Al Shabaab Claims Death Of Six Christians In Kenya Attack
Islamist militant group al-Shabaab claimed the deaths of six Christians in an attack on a residential compound in northeast Kenya on Thursday.
"We are behind the Mandera attack in which we killed six Christians," Sheikh Abdiasis Abu Musab, al Shabaab's military operations spokesman, told Reuters.
He added that the group had also hit a police vehicle with a roadside bomb.
According to local reports, heavily armed gunmen broke into the residential area around 2.45am on Thursday morning, and began firing randomly.
Mandera on the Somali border has often been targeted by al Shabaab, which says it will continue its campaign of attacks in Kenya until the Kenyan government withdraws its troops from Somalia where they are part of an African force.

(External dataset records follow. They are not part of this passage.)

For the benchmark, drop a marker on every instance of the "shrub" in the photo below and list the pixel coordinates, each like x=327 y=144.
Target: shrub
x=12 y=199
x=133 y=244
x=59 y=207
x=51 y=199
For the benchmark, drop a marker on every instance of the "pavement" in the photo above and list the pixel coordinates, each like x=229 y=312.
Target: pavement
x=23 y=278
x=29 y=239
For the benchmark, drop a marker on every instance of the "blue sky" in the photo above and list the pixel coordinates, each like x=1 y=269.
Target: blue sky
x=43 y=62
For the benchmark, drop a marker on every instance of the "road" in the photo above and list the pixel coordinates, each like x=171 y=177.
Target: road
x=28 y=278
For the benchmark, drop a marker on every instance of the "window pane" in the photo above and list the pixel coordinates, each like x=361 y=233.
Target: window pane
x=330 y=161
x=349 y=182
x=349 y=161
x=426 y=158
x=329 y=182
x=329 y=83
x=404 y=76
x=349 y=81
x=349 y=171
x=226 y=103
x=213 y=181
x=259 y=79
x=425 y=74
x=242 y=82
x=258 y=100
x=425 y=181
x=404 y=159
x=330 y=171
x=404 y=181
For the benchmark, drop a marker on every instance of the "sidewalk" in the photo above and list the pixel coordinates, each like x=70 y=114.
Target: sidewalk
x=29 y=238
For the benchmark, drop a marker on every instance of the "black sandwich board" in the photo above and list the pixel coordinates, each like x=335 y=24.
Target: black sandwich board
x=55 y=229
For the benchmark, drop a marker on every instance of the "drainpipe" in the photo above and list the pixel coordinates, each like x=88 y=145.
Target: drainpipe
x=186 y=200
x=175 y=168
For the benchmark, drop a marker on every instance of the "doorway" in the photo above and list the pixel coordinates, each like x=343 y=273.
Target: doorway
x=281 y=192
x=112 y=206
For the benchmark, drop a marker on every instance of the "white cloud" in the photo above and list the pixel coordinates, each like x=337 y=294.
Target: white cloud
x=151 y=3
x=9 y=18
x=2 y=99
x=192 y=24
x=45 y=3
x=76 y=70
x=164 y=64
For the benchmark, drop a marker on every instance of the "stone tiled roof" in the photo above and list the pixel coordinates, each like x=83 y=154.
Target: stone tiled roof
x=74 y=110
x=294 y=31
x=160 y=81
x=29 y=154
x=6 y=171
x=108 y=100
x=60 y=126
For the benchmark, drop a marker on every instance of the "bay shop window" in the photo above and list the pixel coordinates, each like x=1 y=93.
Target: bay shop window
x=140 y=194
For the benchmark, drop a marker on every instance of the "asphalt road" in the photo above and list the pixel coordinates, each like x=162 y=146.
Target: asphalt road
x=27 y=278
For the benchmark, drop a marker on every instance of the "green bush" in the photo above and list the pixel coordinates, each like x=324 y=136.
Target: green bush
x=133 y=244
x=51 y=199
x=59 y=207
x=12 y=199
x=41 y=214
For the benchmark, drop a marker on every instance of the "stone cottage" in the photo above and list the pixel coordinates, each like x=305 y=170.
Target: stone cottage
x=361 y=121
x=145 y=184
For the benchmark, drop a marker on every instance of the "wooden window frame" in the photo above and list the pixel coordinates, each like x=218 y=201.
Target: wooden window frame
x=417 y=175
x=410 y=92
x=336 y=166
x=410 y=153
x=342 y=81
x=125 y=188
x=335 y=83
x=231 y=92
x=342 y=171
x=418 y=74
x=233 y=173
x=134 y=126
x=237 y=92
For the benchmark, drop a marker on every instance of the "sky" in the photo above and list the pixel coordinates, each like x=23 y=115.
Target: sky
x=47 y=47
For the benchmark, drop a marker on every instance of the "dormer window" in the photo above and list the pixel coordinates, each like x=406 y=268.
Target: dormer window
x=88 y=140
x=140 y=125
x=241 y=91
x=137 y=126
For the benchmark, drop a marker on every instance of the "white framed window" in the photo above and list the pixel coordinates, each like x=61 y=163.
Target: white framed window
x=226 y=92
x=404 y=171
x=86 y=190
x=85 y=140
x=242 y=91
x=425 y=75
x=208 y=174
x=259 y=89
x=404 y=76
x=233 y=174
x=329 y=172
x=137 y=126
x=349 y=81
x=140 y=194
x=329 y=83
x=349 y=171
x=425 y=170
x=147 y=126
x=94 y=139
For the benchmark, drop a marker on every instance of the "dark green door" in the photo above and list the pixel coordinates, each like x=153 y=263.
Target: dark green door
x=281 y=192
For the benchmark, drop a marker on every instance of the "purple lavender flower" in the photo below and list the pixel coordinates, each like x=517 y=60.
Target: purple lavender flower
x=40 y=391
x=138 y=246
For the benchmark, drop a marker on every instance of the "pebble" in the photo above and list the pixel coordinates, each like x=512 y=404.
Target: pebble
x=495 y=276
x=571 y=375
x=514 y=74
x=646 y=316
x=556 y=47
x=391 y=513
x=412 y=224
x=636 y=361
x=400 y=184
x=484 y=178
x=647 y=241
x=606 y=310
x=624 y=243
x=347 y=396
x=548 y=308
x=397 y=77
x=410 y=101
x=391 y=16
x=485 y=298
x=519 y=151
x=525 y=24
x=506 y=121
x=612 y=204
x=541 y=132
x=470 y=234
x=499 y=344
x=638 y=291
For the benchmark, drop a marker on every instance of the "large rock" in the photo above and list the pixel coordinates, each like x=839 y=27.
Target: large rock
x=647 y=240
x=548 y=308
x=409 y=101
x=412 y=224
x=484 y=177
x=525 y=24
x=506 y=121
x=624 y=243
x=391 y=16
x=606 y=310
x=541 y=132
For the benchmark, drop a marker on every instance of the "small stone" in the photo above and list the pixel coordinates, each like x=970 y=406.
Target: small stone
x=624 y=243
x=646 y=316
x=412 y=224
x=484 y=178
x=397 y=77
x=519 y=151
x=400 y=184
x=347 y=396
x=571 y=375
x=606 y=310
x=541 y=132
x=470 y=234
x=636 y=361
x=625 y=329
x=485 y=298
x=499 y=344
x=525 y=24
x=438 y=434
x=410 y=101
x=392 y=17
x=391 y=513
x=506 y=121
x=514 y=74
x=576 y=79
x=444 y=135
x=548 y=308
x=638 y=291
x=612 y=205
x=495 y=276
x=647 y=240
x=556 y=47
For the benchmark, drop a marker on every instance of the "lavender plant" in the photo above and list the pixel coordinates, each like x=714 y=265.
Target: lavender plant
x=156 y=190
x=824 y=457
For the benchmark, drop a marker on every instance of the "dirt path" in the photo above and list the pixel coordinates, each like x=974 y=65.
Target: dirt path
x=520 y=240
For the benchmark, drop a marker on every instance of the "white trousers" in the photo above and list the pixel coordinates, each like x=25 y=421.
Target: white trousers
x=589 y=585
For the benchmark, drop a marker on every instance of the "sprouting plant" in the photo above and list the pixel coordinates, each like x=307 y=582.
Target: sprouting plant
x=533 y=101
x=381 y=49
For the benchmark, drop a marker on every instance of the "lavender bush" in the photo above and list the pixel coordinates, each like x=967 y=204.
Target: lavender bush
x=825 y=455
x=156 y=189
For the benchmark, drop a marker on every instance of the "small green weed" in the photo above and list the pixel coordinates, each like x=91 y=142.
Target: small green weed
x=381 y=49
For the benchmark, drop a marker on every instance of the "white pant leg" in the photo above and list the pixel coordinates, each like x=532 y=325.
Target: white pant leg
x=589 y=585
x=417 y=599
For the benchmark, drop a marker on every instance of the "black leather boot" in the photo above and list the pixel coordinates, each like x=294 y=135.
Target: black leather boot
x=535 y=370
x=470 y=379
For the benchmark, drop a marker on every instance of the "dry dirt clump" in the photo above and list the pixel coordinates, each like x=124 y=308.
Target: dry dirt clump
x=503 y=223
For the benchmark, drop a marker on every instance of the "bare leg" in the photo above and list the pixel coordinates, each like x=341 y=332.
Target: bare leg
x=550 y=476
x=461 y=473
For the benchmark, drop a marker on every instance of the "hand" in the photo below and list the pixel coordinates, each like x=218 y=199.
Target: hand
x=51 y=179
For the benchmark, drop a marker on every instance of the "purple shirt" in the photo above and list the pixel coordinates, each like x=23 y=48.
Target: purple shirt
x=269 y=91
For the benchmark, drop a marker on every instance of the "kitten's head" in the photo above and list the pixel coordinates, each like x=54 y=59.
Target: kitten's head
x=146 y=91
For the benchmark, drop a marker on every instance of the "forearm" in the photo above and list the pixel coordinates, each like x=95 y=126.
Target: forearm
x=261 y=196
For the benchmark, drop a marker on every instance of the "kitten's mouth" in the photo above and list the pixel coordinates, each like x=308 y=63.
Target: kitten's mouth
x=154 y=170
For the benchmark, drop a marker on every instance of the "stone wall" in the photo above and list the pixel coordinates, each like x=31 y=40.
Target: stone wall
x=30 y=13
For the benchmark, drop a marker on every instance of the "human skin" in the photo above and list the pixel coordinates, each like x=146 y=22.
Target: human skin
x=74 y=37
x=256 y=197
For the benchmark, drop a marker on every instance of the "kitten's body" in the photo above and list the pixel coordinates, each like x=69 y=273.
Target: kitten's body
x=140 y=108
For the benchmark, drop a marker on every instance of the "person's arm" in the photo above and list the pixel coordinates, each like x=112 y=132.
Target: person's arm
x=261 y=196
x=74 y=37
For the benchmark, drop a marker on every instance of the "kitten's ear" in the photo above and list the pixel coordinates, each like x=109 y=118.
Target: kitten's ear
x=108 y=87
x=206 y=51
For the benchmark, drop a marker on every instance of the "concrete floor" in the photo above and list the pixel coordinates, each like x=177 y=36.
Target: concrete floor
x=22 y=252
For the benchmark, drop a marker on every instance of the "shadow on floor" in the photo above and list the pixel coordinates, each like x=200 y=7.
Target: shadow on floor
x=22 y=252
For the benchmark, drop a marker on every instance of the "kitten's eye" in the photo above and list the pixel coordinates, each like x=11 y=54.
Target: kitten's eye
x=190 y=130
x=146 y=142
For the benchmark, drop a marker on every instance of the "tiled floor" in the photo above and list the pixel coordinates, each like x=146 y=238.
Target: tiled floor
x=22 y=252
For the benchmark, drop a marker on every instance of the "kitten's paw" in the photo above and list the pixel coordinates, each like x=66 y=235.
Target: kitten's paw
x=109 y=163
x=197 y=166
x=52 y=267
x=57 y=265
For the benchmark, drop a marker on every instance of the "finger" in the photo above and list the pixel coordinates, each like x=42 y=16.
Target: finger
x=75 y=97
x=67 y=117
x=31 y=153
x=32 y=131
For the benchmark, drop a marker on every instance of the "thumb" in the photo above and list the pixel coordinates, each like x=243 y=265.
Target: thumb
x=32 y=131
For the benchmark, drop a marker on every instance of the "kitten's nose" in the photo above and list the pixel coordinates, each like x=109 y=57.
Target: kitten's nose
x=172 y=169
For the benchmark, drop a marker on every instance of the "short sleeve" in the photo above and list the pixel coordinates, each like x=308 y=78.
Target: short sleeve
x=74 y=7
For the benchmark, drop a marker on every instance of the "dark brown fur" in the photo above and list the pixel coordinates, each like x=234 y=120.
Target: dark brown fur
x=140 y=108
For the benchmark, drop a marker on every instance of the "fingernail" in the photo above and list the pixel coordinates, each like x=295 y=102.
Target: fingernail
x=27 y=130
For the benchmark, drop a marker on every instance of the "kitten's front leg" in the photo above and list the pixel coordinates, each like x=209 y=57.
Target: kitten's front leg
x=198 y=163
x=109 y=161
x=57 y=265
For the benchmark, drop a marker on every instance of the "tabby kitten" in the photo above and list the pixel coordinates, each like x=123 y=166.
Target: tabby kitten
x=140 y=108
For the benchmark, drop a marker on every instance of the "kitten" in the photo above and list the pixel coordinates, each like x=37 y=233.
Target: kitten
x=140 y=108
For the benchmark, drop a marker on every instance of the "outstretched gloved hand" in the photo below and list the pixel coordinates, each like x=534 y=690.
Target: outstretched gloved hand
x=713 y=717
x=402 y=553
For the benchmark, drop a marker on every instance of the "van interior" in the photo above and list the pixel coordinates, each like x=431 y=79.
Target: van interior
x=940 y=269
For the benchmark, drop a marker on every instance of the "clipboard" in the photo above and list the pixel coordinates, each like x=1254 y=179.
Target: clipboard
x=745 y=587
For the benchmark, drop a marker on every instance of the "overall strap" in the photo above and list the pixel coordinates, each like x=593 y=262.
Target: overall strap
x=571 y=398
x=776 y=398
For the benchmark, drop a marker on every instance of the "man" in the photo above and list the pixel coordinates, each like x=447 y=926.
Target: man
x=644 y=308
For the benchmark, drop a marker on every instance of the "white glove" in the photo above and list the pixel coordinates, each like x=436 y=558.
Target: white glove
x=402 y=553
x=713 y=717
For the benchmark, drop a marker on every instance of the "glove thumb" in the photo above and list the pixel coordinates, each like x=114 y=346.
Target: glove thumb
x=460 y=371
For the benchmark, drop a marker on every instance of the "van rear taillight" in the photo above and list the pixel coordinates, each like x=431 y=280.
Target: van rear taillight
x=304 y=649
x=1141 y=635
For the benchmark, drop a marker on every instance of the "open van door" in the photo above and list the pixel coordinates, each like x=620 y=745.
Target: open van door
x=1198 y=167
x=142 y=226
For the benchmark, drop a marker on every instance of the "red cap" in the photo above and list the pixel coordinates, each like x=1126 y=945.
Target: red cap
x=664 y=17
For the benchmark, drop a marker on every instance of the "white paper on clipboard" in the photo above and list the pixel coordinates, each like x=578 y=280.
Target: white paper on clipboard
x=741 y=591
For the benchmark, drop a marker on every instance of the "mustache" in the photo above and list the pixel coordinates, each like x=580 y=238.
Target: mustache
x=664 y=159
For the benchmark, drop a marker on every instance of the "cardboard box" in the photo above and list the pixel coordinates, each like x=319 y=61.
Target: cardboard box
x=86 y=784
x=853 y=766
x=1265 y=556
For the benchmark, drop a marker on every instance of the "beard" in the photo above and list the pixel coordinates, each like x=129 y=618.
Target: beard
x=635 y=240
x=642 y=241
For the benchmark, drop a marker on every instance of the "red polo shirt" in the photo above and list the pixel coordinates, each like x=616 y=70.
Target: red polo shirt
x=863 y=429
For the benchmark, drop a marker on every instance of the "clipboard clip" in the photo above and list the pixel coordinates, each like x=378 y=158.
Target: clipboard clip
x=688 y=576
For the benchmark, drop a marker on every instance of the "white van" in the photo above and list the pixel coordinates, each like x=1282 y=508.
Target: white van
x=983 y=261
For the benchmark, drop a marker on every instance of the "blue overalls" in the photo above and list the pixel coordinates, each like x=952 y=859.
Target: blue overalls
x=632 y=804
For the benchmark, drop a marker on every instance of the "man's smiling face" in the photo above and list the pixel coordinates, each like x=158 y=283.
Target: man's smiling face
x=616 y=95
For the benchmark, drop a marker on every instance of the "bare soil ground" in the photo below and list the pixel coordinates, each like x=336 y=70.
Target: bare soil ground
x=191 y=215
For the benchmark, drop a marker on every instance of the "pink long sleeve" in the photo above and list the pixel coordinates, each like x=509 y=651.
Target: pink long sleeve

"We have suffered another sad attack," the governor of Mandera county, Ali Roba, wrote on Twitter, saying six people had been confirmed dead.
"If not for the quick response by our security forces, we would be talking of many more casualties now," Roba told Reuters by telephone. "From the nature and style of the attack, it will obviously be al Shabaab."
He told Kenyan newspaper Daily Nation: "Six lives are too many to lose. We condemn the attack which comes at a time when locals had started enjoying peace."
Repeated in attacks in Kenya by al Shabaab have killed hundreds of people in the past three years or so and hammered the country's vital tourism industry.
The assaults have often been in the northeast, near the long and porous border with Somalia, but the group has also struck coastal areas popular with tourists and the capital Nairobi, where al Shabaab gunman attacked Westgate shopping mall in 2013.
In April last year, more than 150 people, mostly students, died when al Shabaab militants attacked Garissa University in north-eastern Kenya. Survivors spoke of merciless executions by the attackers, who stalked classrooms and dormitories hunting for non-Muslim students.
Witnesses reported that gunmen singled out Christians for point-blank executions during a 13-hour killing spree. Some survivors were forced to pretend they were dead by covering themselves in blood.